MOG Mashes Up On-Demand and Radio

In the beginning, there were music downloads.  Online music retailers got the rights to offer them by licensing them from record companies, which treated them much like physical music products such as CDs.  Then there was web radio, which included online simulcasts of terrestrial broadcast signals.  Web radio sites (at least those in the United States) got licenses to music according to rules set up decades ago by the government, which require all music to be licensed for radio play.

Then came music streaming services that looked and felt like web radio but which users could customize to their tastes.  To keep them in the radio licensing realm, the music industry imposed constraints such as prohibiting “lookahead” (displaying the titles of tracks to be played in the future) and limiting the number of songs by a given artist that could be played in a row.

Oh, and there was also on-demand streaming, where service providers had to get licenses from record companies, but the licenses were simpler than those required for downloads.

Now there’s MOG All Access, a new music service that launched last week.  MOG’s chief innovation is that it intermingles  — or, to use the in-vogue term, mashes up — on-demand streaming (a la Rhapsody, Napster, and Spotify) with customized web ratio (a la Pandora, Slacker, and Last.fm).   MOG’s ideas for new flexibility in online music are clever and innovative; unfortunately, because of the music industry’s legacy licensing regimes, they end up coming across as a confusing mess.

With MOG All Access, US and Canadian users can pay $5 per month to get on-demand streaming that’s similar to Spotify Premium, or to Rhapsody without the portable device transfer capabilities.   When you select an album to play, MOG will play the songs on the album and follow them with a “custom radio station” based on the album or artist just played — thus extending your music experience in a natural way.

You see the “custom radio” songs added to your MOG playlist.  Your natural inclination is to skip ahead to a song you particularly want to hear.  But unless that song happens to be licensed for on-demand streaming, surprise! You can’t play it.  Similarly, if you call up an artist page on MOG and click on “albums,” you get a list of albums by that artist — some of which will be grayed out because they aren’t available for on-demand listening.

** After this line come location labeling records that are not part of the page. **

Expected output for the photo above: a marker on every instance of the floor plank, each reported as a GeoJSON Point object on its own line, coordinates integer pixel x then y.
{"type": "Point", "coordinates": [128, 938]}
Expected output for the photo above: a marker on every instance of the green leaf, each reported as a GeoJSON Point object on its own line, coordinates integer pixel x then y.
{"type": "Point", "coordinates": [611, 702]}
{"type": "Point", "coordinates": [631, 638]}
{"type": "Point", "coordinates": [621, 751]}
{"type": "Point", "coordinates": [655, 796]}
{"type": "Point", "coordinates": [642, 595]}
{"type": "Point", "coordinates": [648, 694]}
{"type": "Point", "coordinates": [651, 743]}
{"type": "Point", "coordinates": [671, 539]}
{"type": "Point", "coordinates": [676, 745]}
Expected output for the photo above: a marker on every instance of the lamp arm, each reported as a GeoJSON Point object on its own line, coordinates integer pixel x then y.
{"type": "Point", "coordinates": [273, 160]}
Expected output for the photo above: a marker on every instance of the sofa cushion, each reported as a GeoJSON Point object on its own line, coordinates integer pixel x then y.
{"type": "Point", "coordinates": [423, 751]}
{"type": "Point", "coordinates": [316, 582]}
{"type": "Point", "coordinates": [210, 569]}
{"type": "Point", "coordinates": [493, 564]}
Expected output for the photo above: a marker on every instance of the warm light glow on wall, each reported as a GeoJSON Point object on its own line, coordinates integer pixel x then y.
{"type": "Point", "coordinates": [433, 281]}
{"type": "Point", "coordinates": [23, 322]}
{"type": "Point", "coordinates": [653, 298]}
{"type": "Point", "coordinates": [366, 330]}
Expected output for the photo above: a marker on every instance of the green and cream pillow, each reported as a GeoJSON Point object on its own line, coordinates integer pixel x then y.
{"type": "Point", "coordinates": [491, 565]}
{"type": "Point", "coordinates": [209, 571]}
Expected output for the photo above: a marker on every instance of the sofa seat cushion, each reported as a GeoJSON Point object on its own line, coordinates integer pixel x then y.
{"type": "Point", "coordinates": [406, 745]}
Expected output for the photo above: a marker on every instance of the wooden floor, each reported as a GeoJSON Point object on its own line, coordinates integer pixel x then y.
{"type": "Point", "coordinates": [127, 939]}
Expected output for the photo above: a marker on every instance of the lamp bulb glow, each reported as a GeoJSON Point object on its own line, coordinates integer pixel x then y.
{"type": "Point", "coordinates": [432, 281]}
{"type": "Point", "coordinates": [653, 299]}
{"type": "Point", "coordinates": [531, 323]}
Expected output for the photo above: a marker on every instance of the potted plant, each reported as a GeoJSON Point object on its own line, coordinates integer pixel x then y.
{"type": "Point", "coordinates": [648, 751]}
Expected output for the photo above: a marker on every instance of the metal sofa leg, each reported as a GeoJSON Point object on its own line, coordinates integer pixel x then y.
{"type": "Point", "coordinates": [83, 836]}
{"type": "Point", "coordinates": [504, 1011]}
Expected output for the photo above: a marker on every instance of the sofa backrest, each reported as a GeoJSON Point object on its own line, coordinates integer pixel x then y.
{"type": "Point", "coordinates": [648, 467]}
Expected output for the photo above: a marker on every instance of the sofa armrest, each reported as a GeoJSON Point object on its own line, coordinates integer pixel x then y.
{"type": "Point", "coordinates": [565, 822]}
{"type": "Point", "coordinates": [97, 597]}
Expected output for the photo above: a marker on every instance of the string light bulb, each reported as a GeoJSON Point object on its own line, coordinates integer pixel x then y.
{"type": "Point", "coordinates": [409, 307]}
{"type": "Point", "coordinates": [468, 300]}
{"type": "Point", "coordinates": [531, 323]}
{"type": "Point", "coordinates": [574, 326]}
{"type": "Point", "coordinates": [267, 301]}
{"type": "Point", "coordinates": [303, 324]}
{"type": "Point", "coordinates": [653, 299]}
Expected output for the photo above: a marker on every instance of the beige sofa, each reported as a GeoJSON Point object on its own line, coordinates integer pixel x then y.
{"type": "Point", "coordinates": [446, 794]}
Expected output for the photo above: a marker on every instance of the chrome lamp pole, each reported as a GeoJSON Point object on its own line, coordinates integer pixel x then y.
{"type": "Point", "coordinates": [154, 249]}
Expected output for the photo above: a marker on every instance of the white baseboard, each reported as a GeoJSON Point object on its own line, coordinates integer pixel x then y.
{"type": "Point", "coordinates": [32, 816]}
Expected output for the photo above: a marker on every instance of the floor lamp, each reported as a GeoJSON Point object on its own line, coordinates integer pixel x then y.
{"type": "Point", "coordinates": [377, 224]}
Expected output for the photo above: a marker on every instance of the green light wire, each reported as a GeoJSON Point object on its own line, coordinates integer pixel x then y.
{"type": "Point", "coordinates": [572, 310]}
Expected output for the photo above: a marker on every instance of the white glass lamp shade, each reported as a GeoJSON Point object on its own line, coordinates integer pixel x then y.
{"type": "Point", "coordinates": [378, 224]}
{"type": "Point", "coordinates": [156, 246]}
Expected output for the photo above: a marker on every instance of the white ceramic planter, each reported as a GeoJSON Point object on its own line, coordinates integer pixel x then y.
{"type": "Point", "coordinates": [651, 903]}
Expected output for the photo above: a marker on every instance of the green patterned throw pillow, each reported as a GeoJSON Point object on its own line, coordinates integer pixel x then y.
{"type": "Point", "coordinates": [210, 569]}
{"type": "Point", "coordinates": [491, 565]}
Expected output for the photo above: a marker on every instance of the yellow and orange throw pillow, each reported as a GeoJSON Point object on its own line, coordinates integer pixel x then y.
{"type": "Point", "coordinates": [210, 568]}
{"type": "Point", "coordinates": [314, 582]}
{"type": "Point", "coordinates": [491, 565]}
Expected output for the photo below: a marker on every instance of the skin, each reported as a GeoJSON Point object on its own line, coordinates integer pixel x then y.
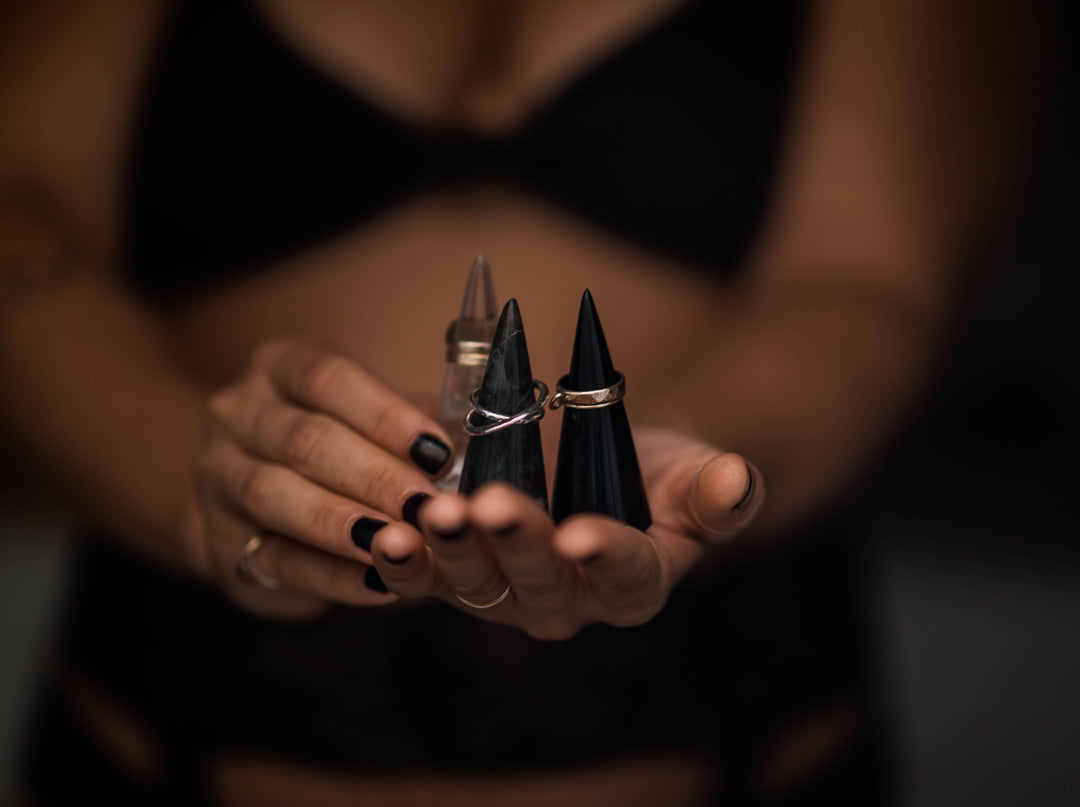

Kudos to MOG for trying something interesting and new (and MOG has plenty of other noteworthy and unrelated features), but all this does is point out the increasing obsolescence of music licensing regimes used in the United States and many other geographies.  Criticism has been levied at subscription on-demand streaming sites for being too hard for consumers to comprehend, because they are neither fish (record stores) nor fowl (radio).  If that’s really the case, then MOG’s mashups become biological impossibilities from alien planets.

Every time I try to explain to lay people the nuances among mechanical and performance rights, publishing and recording, statutory and compulsory licenses, and so on, their eyes glaze over and they either fall into a trance or try desperately to change the subject.  Is it just me?